Latino Business Action Network-LBAN
Latino Business Action Network-LBAN FB

Latinos are the most prolific creators of new companies in the U.S., with Latino-owned companies already above 5 million, according to figures from a recent report by the Latino Business Action Network (LBAN).

However, even though nearly one in five Latino-owned businesses are in tech, less than two percent of venture capital funds are invested in founders from this demographic. Seeking to address this gap, LBAN announced on Tuesday the launch of a Startup Accelerator.

The program, which is supported by JPMorgan Chase, is comprised of 40 Latino "majority-owned, venture-backed tech companies specializing in areas such as AI, Agtech, health tech, fintech and biotech." The selected companies will undergo a nine-week curriculum that will provide "mentorship, capital matchmaking and courses."

"Founders face many complex challenges on the journey from idea to startup to exit. By supporting this initiative of LBAN and Stanford, we aim to support more equitable access to the critical resources and expertise that can help them overcome obstacles and reach their goals," said John China, Co-Head of Innovation Economy at JPMorgan Chase Commercial Banking. "The companies in this first cohort are bringing fresh ideas to tackle big issues. We look forward to seeing all they accomplish over the next few months, and beyond."

On his end, Arturo Cazares, CEO of the Latino Business Action Network, said that "our mission is to grow the American economy by empowering Latino entrepreneurs nationally."

In an interview with The Latin Times in December, JPMorgan Chase's Global Head of Advancing Hispanics & Latinos, Silvana Montenegro, discussed the focus of the program, saying that "Latinos are the demographic that creates businesses faster than any other, but we tend to stagnate more."

"That's why the program was created for businesses who are willing to scale but may be stuck around the $1 million revenue mark," Montenegro explained.

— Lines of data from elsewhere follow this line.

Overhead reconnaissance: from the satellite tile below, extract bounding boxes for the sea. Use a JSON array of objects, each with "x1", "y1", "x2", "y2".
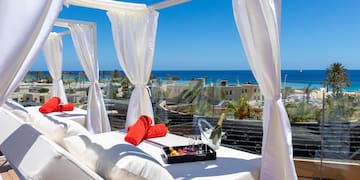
[{"x1": 25, "y1": 70, "x2": 360, "y2": 92}]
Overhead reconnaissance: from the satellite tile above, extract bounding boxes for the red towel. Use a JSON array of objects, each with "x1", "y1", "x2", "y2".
[
  {"x1": 145, "y1": 123, "x2": 167, "y2": 139},
  {"x1": 125, "y1": 116, "x2": 152, "y2": 146},
  {"x1": 56, "y1": 104, "x2": 74, "y2": 112},
  {"x1": 39, "y1": 96, "x2": 61, "y2": 114}
]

Different figures released throughout the past months illustrate Latinos' impact in the U.S. economy. A report by Latino Donor Collaborative from last year showed that the GDP generated by the demographic climbed to $3.2 trillion, meaning that if the 64-million strong community were a country it would be the fifth largest economy in the world. Six years before, the figure stood at $1.7 trillion, showcasing the community's rapid growth.

More recently, figure from the Census Bureau analyzed by The Wall Street Journal showed that Latin American immigrants are starting businesses at more than twice the rate of the U.S. population as a whole.

The jump in Latino entrepreneurship levels has driven up the overall share of new businesses owned by immigrants, who accounted for 36% of launches last year compared with 25% in 2019, the report showed. By comparison, new business creation by white and native-born Americans has slowed in the past two years, following a broad surge early in the pandemic.

About half of Latino business owners are immigrants, compared with 7% of non-hispanic white business owners, according to an analysis by the Stanford Latino Entrepreneurship Initiative, which studied businesses with employees and at least $10,000 in revenue.

But despite many stories of success, obstacles are still present.

Forty-two percent of startups with Hispanic owners were denied credit, compared with 25% of startups with white owners, according to data from the 2022 Federal Reserve Small Business Credit Survey.

Hispanic startups also tend to be smaller, the study found, with 46% reporting more than $100,000 in annual revenue compared with 62% of white-owned firms, according to the analysis.